From f9ee87994c524d71389cd38eb67b878a86527692 Mon Sep 17 00:00:00 2001
From: satyakwok <119509589+satyakwok@users.noreply.github.com>
Date: Sun, 10 May 2026 22:55:34 +0200
Subject: [PATCH] docs: partitioning runbook for transactions / logs /
 token_transfers
MIME-Version: 1.0
Content-Type: text/plain; charset=UTF-8
Content-Transfer-Encoding: 8bit

Tier 3 partitioning lands as a runbook + DDL templates rather than an
auto-migration. Three reasons:

  1. Partition migration locks the table for the duration of INSERT
     SELECT — on a 50M+ row table that's minutes-to-tens-of-minutes
     of read-only window. Auto-running on container boot would block
     every consumer for that whole time without warning.

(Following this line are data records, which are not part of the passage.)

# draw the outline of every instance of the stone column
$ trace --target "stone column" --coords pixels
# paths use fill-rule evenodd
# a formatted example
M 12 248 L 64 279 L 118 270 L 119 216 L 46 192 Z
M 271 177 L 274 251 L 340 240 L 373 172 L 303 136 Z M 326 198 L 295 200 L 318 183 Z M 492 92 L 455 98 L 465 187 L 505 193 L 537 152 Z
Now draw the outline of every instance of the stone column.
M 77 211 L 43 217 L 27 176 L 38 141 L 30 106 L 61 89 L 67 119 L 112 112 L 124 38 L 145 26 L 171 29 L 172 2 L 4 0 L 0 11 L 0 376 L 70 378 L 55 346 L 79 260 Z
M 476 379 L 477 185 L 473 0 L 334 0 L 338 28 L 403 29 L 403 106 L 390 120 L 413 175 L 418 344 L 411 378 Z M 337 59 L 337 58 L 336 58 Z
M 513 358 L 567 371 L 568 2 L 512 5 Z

  2. The trigger thresholds (50M / 100M rows, p95 latency >200ms,
     autovacuum lag) need operator judgement, not a hardcoded check.

  3. Drizzle doesn't model PARTITION BY declaratively, so the schema
     migration would have to be raw SQL anyway. Cleaner to keep the
     SQL in docs where it can be reviewed step-by-step.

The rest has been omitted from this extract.